- Born: Edward J. McLaughlin May 16, 1917 Boston, Massachusetts, U.S.
- Died: October 20, 1965 (aged 48) Boston, Massachusetts, U.S.
- Cause of death: Gun shots
- Other name: "Punchy"
- Occupation: Mobster
- Relatives: Bernie McLaughlin (brother)
- Allegiance: Charlestown Mob

= Edward McLaughlin (gangster) =

American boxer and mobster

Edward J. McLaughlin (May 16, 1917 – October 20, 1965), known as "Punchy", was an American boxer and mobster who was a member of the McLaughlin Gang from the Charlestown neighborhood of Boston.

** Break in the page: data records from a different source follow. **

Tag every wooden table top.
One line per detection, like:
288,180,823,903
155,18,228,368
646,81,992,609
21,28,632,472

Vincent Teresa, former mobster described Edward in his biography "My Life in the Mafia" as, "Punchy was just as crazy as George... a legbreaker for the longshoreman's union (International Longshore and Warehouse Union). Punchy was a cuckoo and as hotheaded as they came." After his brother Bernard McLaughlin was murdered in October 1961 by their former friend, "Winter Hill Gang" leader James "Buddy" McLean (Punchy and his brothers had been known to perform hits for gangs all over New England, including the Winter Hill Gang), Punchy and brother George McLaughlin murdered Russell Nicholson who was rumored to be McLean's driver in the shooting. After surviving many assassination attempts, one where he lost a hand and another where he lost half his jaw, Punchy was on his way to Boston's Suffolk Superior Courthouse for his brother Georgie's murder trial, and was shot dead at the Spring Street Metropolitan Transit Authority Loop in West Roxbury, Massachusetts.